Data Arrangement and Span Alignment

1 Data layout

1.1 Concept of data arrangement

In the deep learning framework, the feature graph is usually presented in the form of a four-dimensional array, the four dimensions are: batch size N, the number of feature graph channels C, the feature graph height H, and the feature graph width W. Data Layout refers to the arrangement of these four dimensions, usually NHWC and NCHW two. Although from a human perspective, NHWC and NCHW are both four-dimensional data, for computers, data storage is linear, so four-dimensional data will be stored in a one-dimensional form, the difference between NHWC and NCHW lies in the storage rules of four-dimensional data in memory. It should be noted that the concepts of NHWC and NCHW do not apply to the NV12 (YUV420) data type, because there are four Y components corresponding to one set of UV components, so there is no concept of a channel.

1.2 NHWC

For a 2x2 size RGB image, if the data arrangement is NHWC, it will be stored in the memory in the order of C, W, H and N, and pixels in the same position of different channels will be stored together, as shown in the following figure:

1.3 NCHW

If the data arrangement of the 2X2 size RGB image is NCHW, it will be stored in the memory in the order of W, H, C, N, that is, all R is stored first, then all G is stored, and finally all B is stored, as shown in the following figure:

1.4 Support

PyTorch, Caffe, and PaddlePaddle deep learning frameworks use the NCHW format. TensorFlow uses NHWC by default, but the GPU version can support NCHW. For Horizon chip algorithm toolchain, the model trained by NCHW and NHWC data arrangement can be converted and compiled normally.

2 Span alignment

2.1 Concept of span

Stride refers to the actual size of the space occupied by each line of an image when it is stored in memory. Most of the computer’s processors are 32-bit or 64-bit, so the amount of complete data read by the processor at a time is preferably a multiple of 4 bytes or 8 bytes, if it is other values, the computer needs special processing, resulting in reduced operating efficiency. In order for the computer to process images efficiently, it is often necessary to fill in some additional data on top of the original data to achieve 4-byte or 8-byte alignment. The actual alignment is also called Padding, and the actual alignment rules depend on the software and hardware.

Suppose we have an 8-bit deep grayscale image with a Height of 20 pixels and a Width of 30 pixels, then the effective data of each line of the image is 30 bytes.
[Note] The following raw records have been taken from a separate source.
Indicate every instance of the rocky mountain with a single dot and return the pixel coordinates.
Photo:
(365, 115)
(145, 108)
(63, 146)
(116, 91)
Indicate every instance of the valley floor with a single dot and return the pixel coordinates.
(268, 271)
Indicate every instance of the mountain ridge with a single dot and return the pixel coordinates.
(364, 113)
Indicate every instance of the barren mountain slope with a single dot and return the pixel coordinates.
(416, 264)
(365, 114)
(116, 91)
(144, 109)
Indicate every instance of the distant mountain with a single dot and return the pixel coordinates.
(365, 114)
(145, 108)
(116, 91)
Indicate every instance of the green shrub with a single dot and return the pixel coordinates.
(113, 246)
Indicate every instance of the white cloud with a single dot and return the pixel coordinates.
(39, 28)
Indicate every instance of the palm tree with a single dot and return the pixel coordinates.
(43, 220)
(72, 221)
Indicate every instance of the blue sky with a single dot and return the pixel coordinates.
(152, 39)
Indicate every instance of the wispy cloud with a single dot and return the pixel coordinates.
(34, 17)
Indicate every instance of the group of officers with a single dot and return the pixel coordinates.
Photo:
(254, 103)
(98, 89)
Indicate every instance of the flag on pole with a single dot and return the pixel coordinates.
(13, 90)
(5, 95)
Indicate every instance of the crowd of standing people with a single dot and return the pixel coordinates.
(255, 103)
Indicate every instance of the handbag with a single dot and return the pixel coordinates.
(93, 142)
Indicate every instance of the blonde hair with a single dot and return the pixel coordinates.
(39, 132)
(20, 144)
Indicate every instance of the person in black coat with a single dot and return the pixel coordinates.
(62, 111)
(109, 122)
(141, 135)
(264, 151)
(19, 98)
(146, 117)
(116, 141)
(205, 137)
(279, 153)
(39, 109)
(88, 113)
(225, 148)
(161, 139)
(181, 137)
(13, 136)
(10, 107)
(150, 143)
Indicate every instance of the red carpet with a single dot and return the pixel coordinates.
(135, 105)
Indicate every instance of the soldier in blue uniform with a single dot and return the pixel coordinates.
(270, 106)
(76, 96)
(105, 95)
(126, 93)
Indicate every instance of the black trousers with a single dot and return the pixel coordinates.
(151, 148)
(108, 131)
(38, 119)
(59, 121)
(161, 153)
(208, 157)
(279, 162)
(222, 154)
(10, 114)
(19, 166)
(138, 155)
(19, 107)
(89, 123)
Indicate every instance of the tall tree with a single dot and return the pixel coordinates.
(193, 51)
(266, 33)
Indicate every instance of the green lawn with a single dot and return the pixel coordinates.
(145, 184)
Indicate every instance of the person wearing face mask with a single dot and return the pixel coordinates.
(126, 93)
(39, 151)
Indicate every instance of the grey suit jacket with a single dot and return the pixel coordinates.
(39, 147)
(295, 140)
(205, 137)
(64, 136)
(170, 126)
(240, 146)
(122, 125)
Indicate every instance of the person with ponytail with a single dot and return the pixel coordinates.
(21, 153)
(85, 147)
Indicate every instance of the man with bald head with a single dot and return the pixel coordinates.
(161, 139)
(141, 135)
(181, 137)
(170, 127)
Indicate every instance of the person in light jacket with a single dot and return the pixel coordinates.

If the alignment rule of the computer is 8 bytes, then the span of the aligned image is 32 bytes, and the amount of Padding data required for each line is 2 bytes.

2.2 BPU span alignment

The above content is only a general introduction to the span rules, for the Horizon Journey, the BPU of the Rising Sun series chip, there are special span alignment rules. For example, for NV12 input, if H and W are even, the Width should be aligned in multiples of 16 bytes. The span alignment of the BPU has different rules for different data configurations and data types. alignedShape = input[i].properties.validShape;). The alignment of the image data is done automatically at the end of the board by the Model Inference predictor library. You only need to allocate the BPU memory according to the aligned bytes when writing deployment code. For details about how to align featuremap data, see horizon_runtime_sample/code/03_misc/resnet_feature in the OE package. The aligned byte size can be obtained directly by reading the model parameters, so it is very convenient to use.

typedef struct {
  hbDNNTensorShape validShape; 
  hbDNNTensorShape alignedShape;
  int32_t tensorLayout;
  int32_t tensorType;
  hbDNNQuantiShift shift;
  hbDNNQuantiScale scale; 
  hbDNNQuantiType quantiType;
  int32_t quantizeAxis;
  int32_t alignedByteSize;    
  int32_t stride[HB_DNN_TENSOR_MAX_DIMENSIONS];
} hbDNNTensorProperties;

The C++SDK of the toolchain, hbDNNTensorProperties, contains detailed information about the model’s input/output tensors. validShape is the effective size of the data, alignedShape is the aligned size, and alignedByteSize is the size of the aligned bytes. The proper use of this data can make writing code more efficient, and more information about this can be found in the BPU SDK API section of the Toolchain manual.

2.3 Remove alignment

Alignment is to take care of the image reading performance of the hardware and software system, and after the completion of the calculation task, the alignment needs to be removed and only the valid data is retained. If the model ends in a BPU node, you need to write code to skip the padding data. (Use hrt_model_exec model_info to view alignedShape and validShape for the model input and output.) If there are CPU nodes in the tail of the model, the alignment between the BPU and the CPU is automatically removed during data transmission. For a model whose tail is a BPU node, you need to manually remove the alignment data. For a model with CPU nodes trailing, alignment removal is performed automatically without manual user intervention.